If it’s hard to imagine anything like “The Piano” making nine figures at the box office today, that could because it remains not just ahead of its time, but our time too. Having welcomed Campion with her unlikely hit, the industry cold-shouldered all too many of her subsequent efforts. Her next film, a bold, expressionistic interpretation of Henry James’ “The Portrait of a Lady,” was tepidly reviewed and commercially spurned, but holds up brilliantly today: a story of patriarchal subjugation not told but felt, through the tingling, bruisable skin of Nicole Kidman’s Isabel Archer.

There was a latent violence to its perspective that didn’t sit right with audiences expecting the statelier costume drama of Merchant-Ivory and their imitators; though Campion treated James’ text with literate respect — this is, after all, the director who made one of the most blazingly alive, page-attuned literary biopics of all time in her 1991 breakthrough feature “An Angel at My Table,” and found visual poetry to match John Keats’ verses in 2009’s “Bright Star” — this was a rudely sensory work first and foremost.

Uncowed by the film’s reception, she shifted to contemporary stories to match the modernism of her filmmaking: 1999’s “Holy Smoke!” riotously satirized new-age thinking of the era, pitting spirituality and sexuality against each other in a desert cage fight, while 2003’s visceral erotic thriller “In the Cut” probed even darker recesses of feminine desire and masculine terror. Critics largely rejected it, while Meg Ryan’s fearless turn in the lead terminally damaged her industry pulling power; today, a younger generation of female millennial cinephiles hold it up as a formative work.

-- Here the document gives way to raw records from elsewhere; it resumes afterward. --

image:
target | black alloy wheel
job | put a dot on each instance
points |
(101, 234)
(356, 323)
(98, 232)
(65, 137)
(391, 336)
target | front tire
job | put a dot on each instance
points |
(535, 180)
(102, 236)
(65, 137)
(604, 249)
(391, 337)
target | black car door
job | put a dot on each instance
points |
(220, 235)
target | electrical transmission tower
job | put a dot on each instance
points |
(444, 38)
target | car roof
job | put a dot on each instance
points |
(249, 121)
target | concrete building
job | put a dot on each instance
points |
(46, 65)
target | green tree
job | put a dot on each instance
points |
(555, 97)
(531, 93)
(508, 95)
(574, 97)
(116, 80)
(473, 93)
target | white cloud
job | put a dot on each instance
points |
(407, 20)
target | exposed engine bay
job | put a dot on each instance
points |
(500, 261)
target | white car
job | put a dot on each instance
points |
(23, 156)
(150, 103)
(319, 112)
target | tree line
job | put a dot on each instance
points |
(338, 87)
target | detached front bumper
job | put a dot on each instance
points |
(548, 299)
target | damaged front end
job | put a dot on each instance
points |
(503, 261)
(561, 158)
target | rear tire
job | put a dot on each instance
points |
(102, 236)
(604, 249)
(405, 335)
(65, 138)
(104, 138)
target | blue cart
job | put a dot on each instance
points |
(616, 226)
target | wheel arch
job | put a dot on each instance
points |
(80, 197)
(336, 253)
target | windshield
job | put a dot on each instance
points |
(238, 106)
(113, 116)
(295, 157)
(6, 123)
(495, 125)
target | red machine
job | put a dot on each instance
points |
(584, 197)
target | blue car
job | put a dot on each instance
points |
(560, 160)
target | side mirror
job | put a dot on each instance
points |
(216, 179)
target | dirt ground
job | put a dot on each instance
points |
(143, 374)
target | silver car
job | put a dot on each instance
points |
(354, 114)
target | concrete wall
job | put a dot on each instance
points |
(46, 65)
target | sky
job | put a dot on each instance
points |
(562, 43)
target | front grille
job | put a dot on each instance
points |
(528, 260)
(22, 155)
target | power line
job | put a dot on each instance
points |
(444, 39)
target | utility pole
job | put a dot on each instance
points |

The 12 years between “Bright Star” and Campion’s remarkable new feature, the Netflix-backed “The Power of the Dog,” have by no means been fallow: two series of the Antipodean mystery “Top of the Lake” followed “In the Cut” in proving how well Campion’s sensual preoccupations can fit the tighter constraints of genre storytelling. But what a thrill it is to see her gaze again filling the dimensions of a cinema screen: tackling the western genre in “The Power of the Dog,” her awareness of the tension between vulnerable bodies and a hostile landscape is as acute as it was in “The Piano.” And if her latest is being a described as a departure for the director, given its predominant focus on men, there’s no mistaking her point of view throughout this tale of a hostile alpha male (Benedict Cumberbatch) testing the limits and resistance of a young, effete boy (Kodi Smit-McPhee) on his ranch: Campion’s feminist cinema has always questioned, queered and quietly subverted male authority, and she shows no sign of stopping.